This afternoon, the Lords will vote on the proposed benefits cap of £26,000 per household per year. Many in my own party - the Liberal Democrats, including people like Paddy Ashdown - are expected to vote against the changes.
If, instead of being plain old Stuart Bonar I was swiftly ennobled to Lord Bonar of [my home city] Plymouth, I wouldn't vote alongside Paddy later today, I'd be backing the coalition.
This wouldn't be based on mindless party loyalty (after all, I'd be in the Lords, so the whips would have no real power over me), but on a fair assessment of what is proposed. After all, these are changes supported by the Independent newspaper, hardly a bastion of the Right.
When I stood for parliament at the last election one thing that kept coming up on the doorstep time and again was a resentment amongst working people - often people earning not very much - that they had to work, 9 to 5 (or longer), whilst some of their neighbours were living just as well on benefits.
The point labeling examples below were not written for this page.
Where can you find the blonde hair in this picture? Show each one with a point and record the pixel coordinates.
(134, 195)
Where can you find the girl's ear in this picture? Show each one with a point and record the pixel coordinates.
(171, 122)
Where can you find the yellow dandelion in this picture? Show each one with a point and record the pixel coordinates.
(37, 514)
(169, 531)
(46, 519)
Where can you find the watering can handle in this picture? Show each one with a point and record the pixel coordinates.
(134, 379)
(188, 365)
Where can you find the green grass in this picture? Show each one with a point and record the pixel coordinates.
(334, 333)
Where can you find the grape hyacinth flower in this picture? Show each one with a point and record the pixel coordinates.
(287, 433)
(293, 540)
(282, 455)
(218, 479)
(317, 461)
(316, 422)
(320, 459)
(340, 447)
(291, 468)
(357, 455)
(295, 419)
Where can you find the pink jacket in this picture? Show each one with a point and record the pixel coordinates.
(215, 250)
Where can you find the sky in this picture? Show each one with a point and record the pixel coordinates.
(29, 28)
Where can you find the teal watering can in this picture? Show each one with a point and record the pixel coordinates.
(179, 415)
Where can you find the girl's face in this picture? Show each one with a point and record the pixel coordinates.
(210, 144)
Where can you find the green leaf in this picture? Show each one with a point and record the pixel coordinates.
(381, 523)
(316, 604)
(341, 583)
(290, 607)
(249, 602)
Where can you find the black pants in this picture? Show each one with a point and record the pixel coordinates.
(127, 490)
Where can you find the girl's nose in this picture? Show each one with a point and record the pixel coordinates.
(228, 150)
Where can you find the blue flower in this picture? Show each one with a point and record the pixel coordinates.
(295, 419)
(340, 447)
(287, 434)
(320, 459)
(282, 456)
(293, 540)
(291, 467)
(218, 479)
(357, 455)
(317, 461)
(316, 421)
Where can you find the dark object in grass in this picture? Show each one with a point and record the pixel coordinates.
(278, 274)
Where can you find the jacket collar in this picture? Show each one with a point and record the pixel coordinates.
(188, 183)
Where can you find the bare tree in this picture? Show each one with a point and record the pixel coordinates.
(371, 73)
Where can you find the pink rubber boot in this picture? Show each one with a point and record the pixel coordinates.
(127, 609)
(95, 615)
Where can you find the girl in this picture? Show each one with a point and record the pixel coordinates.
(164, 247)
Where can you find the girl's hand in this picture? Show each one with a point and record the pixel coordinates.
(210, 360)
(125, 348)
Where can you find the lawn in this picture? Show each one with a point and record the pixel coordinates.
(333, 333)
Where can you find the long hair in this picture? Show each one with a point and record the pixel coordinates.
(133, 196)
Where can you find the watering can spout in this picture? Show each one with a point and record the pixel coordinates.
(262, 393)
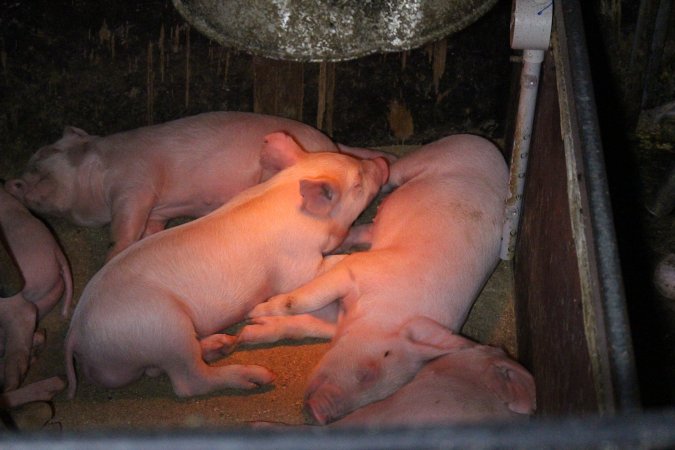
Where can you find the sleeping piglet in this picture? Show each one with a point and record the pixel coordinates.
(137, 180)
(470, 383)
(433, 244)
(158, 305)
(46, 279)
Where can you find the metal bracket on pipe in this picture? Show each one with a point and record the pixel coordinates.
(531, 32)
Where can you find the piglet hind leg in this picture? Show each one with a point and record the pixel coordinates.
(269, 329)
(332, 285)
(201, 378)
(191, 376)
(216, 346)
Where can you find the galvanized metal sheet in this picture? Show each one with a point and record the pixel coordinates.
(328, 30)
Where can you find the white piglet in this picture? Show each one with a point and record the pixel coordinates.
(159, 305)
(433, 244)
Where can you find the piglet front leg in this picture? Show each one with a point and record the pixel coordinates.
(43, 390)
(18, 319)
(265, 330)
(314, 295)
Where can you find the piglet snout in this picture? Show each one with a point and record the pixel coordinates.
(382, 167)
(322, 401)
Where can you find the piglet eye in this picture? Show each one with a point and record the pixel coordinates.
(367, 374)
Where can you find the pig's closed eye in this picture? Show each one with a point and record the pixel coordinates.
(367, 374)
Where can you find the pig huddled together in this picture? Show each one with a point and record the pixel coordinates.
(275, 200)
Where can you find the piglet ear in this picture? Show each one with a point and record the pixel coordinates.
(430, 339)
(71, 131)
(279, 151)
(513, 384)
(319, 195)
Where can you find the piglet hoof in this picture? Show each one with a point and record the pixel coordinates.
(216, 346)
(34, 416)
(40, 391)
(259, 330)
(250, 376)
(279, 305)
(664, 277)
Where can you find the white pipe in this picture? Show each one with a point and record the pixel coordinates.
(531, 32)
(529, 85)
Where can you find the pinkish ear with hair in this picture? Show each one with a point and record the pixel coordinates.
(319, 195)
(429, 339)
(279, 151)
(512, 384)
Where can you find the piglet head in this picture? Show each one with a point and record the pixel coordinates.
(334, 187)
(46, 186)
(366, 364)
(508, 381)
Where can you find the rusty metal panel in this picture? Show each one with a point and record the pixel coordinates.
(552, 342)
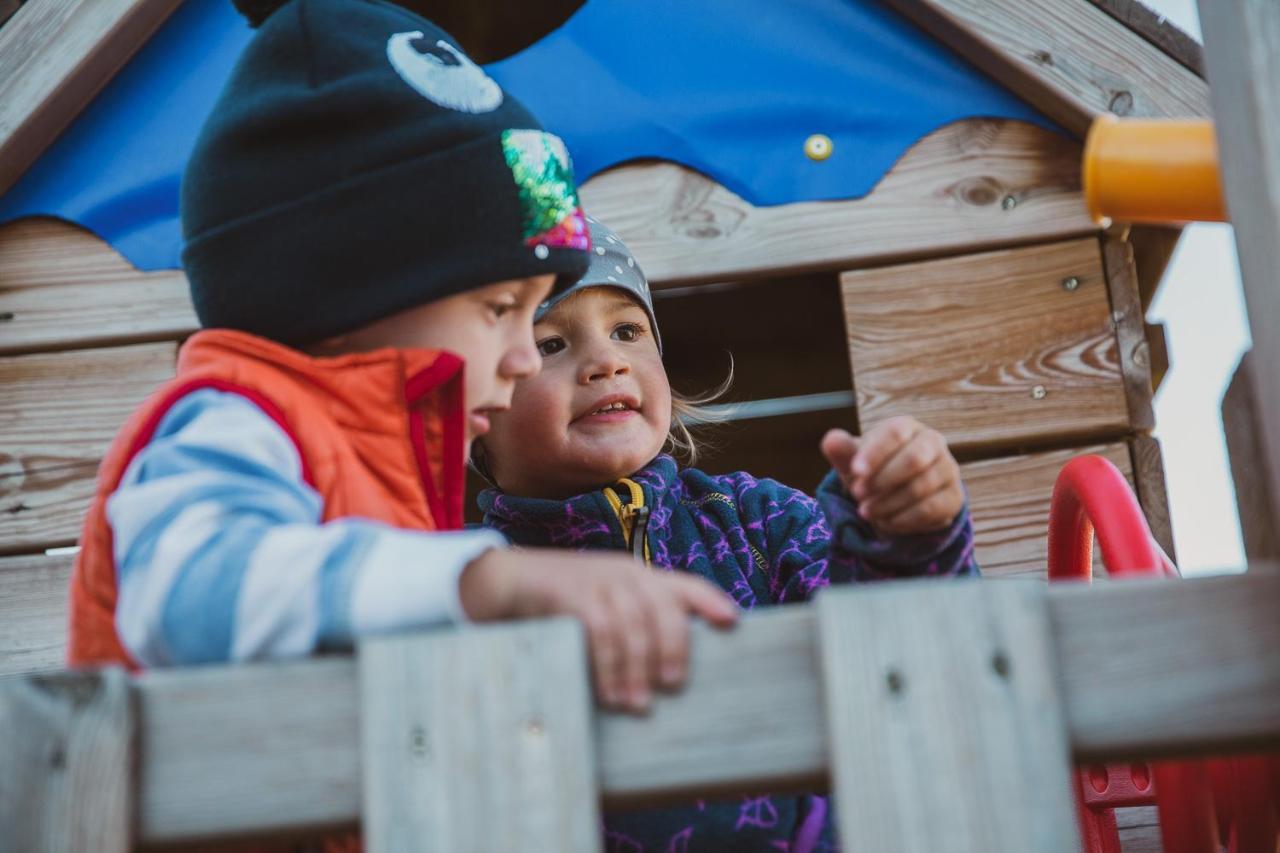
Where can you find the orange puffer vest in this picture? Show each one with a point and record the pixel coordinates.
(380, 436)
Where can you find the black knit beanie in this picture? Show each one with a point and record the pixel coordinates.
(359, 164)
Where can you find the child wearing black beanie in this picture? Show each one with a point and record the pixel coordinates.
(370, 226)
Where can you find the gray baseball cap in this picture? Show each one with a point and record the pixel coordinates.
(612, 265)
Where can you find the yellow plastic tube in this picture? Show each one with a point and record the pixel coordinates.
(1152, 170)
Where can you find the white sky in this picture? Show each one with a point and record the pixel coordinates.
(1202, 308)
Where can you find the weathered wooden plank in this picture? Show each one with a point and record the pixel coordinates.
(1191, 657)
(1242, 41)
(63, 287)
(33, 612)
(1255, 498)
(969, 186)
(479, 740)
(68, 767)
(1066, 56)
(1009, 500)
(1159, 30)
(967, 346)
(1130, 332)
(59, 411)
(54, 58)
(947, 692)
(1148, 482)
(1146, 667)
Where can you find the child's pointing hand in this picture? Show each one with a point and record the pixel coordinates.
(901, 474)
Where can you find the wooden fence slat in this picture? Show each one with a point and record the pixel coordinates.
(965, 187)
(996, 350)
(1242, 49)
(67, 778)
(1066, 56)
(1009, 501)
(33, 612)
(479, 740)
(1147, 669)
(62, 287)
(54, 58)
(944, 717)
(59, 413)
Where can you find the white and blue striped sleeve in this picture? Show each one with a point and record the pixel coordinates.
(222, 553)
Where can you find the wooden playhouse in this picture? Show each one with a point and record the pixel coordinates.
(969, 288)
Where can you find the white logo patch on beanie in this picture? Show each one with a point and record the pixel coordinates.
(462, 86)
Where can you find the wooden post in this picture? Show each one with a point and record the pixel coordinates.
(1242, 49)
(479, 739)
(67, 762)
(944, 717)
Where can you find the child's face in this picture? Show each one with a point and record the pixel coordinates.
(489, 327)
(557, 439)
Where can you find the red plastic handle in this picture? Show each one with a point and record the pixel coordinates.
(1091, 492)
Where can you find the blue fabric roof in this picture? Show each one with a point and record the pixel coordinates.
(728, 87)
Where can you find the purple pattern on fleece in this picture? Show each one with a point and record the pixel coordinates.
(763, 543)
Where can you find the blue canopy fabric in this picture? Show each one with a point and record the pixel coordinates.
(732, 89)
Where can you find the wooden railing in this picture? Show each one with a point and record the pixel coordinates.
(944, 715)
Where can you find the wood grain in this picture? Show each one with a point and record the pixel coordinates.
(33, 612)
(1242, 42)
(1066, 56)
(1130, 331)
(59, 411)
(67, 778)
(479, 740)
(1255, 498)
(991, 350)
(63, 287)
(1146, 669)
(1148, 482)
(54, 58)
(945, 721)
(1009, 500)
(946, 195)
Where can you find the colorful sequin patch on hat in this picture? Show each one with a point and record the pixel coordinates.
(548, 196)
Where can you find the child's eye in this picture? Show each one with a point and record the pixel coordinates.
(627, 332)
(549, 346)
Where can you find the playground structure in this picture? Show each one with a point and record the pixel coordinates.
(982, 224)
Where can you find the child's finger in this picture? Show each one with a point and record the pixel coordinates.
(918, 488)
(840, 447)
(935, 512)
(912, 460)
(878, 446)
(702, 598)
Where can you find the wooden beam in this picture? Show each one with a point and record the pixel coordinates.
(63, 288)
(479, 740)
(965, 187)
(1255, 498)
(945, 720)
(1065, 56)
(1130, 331)
(964, 346)
(67, 780)
(62, 411)
(33, 600)
(1242, 41)
(55, 55)
(1150, 669)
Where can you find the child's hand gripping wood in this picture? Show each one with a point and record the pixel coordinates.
(636, 620)
(901, 474)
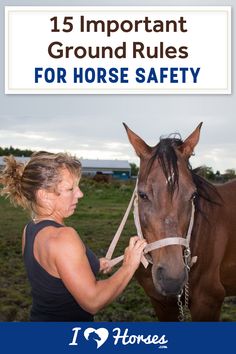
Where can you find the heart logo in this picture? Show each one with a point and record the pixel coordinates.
(99, 335)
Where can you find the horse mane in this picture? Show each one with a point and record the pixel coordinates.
(165, 152)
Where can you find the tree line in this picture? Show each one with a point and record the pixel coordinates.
(205, 171)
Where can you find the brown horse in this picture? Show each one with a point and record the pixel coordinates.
(167, 188)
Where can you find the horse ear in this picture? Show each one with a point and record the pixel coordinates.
(189, 144)
(140, 147)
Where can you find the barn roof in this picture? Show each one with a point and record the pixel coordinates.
(121, 164)
(87, 163)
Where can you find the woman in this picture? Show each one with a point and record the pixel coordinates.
(61, 269)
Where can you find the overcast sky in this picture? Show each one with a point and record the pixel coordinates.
(91, 125)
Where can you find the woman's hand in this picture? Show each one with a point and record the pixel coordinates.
(105, 266)
(134, 252)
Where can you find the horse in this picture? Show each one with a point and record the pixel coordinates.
(168, 189)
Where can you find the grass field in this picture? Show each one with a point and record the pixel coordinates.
(96, 219)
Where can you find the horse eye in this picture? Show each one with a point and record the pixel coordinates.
(143, 195)
(194, 195)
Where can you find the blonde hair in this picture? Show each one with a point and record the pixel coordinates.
(21, 181)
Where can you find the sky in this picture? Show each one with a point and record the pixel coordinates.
(90, 126)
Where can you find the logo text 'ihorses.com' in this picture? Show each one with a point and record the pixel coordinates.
(118, 50)
(97, 337)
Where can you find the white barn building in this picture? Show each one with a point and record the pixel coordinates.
(117, 169)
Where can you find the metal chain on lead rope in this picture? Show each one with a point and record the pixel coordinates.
(184, 312)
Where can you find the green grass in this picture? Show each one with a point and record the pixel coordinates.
(96, 220)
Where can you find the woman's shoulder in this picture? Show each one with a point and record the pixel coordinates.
(67, 238)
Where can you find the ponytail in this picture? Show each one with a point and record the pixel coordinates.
(10, 179)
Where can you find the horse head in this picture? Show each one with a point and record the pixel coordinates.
(166, 191)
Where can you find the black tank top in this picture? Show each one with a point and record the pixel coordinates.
(51, 299)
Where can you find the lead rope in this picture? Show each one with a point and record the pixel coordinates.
(184, 311)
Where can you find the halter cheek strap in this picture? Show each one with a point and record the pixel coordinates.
(185, 242)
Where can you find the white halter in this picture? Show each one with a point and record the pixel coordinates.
(175, 240)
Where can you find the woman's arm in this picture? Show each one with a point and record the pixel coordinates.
(75, 272)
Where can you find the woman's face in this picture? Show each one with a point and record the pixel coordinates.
(68, 195)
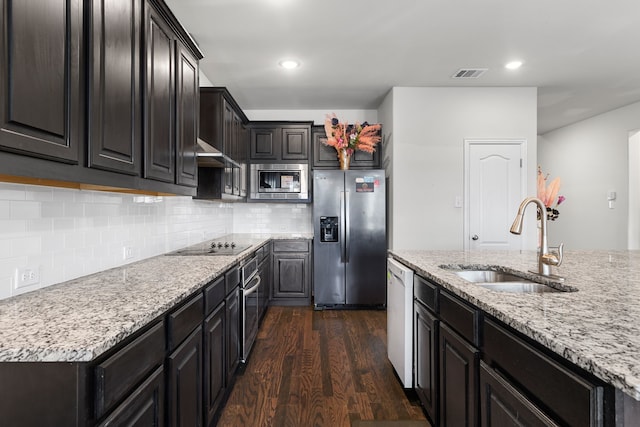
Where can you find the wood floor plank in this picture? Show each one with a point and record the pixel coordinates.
(318, 368)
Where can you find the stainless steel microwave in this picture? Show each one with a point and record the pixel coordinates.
(279, 182)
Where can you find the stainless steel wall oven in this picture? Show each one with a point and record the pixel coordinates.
(279, 181)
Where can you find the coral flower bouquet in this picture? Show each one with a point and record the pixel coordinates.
(549, 194)
(347, 138)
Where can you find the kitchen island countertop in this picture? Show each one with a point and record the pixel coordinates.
(78, 320)
(596, 328)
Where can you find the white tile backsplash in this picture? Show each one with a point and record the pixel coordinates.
(69, 233)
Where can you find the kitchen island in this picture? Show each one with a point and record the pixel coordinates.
(596, 327)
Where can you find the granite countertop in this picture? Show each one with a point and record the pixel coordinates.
(597, 327)
(78, 320)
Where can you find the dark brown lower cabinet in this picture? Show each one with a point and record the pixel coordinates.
(291, 283)
(501, 405)
(233, 332)
(214, 362)
(565, 393)
(144, 407)
(184, 382)
(459, 363)
(426, 357)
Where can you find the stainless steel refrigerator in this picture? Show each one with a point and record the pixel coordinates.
(349, 245)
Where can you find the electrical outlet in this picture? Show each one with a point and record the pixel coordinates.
(127, 252)
(27, 276)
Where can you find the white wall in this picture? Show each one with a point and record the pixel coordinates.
(385, 116)
(591, 158)
(634, 191)
(429, 128)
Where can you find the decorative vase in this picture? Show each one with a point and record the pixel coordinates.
(345, 159)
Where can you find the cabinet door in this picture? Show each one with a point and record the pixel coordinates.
(187, 105)
(41, 79)
(502, 405)
(214, 362)
(233, 332)
(159, 139)
(185, 382)
(426, 360)
(295, 144)
(144, 407)
(458, 380)
(324, 156)
(291, 275)
(265, 143)
(114, 86)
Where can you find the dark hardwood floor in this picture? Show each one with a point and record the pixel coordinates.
(318, 368)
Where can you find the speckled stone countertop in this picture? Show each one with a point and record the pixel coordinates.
(80, 319)
(597, 327)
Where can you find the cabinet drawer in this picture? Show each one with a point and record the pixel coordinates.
(182, 321)
(460, 316)
(213, 295)
(426, 292)
(570, 398)
(291, 246)
(116, 376)
(231, 279)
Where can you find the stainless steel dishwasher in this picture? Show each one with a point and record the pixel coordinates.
(400, 320)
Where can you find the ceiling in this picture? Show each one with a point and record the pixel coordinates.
(583, 55)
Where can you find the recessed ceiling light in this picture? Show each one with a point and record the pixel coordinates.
(513, 65)
(289, 64)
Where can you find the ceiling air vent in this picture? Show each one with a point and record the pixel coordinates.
(469, 73)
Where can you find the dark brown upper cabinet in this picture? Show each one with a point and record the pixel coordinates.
(222, 122)
(41, 78)
(280, 141)
(159, 140)
(115, 110)
(265, 142)
(187, 106)
(326, 157)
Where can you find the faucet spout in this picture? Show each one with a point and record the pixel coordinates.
(545, 258)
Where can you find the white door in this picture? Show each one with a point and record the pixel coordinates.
(494, 187)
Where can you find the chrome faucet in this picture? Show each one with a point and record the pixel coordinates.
(546, 257)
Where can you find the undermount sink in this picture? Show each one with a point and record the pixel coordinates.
(502, 281)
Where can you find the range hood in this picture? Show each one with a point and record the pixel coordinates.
(210, 157)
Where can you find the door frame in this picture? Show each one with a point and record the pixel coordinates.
(468, 143)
At first, I confess, I was a little sceptical. I thought that this was just someone repeating what the tabloids had been saying. But I decided to look into it, and to be honest I come to the same conclusion as them. And having spoken to a few people who were the resented recipients of benefits, they themselves were often resentful of the situation they were in, which did not incentivise them to seek work.
Benefits should of course be there to ensure that those who fall on hard times do not suffer unduly, but work should always be the more rewarding track. And the coalition government is starting to make that so. They are, for example, implementing the Liberal Democrat policy of lifting a million working people out of paying income tax altogether and cutting income tax for a further 23 million working people. Left to themselves, remember, the Conservatives were intending not on cutting income tax for the poorest but on cutting inheritance tax for the richest.
And right now, in parliament, they are trying to reform benefits, and that's what is before the House of Lords today. These reforms would ensure that families on benefits would continue to receive as much money as a household with an income of £36,000 before tax, £26,000 after tax (equivalent to £500 per week). That is hardly stingy, and more than a great many working people earn.
And, yes, people are right when they say that this may price benefit recipients out of certain areas, particularly the most expensive areas of London. But working people are priced out of those areas too. I can see that the State has a responsibility to ensure that people in need get housed and fed and clothed, and all that, but they don't have the right to live wherever they want, even in the priciest neighbourhoods in the land.
Work should be rewarding, and the coalition government is trying to make that so. Not just with income tax cuts for the poorest working people, but with measures like the Youth Contract, which will help get people into work. A cap on the maximum income a family can get in benefits complements this approach perfectly, and certainly when it's set at a rate that is generous but which draws a line under being a disincentive to work.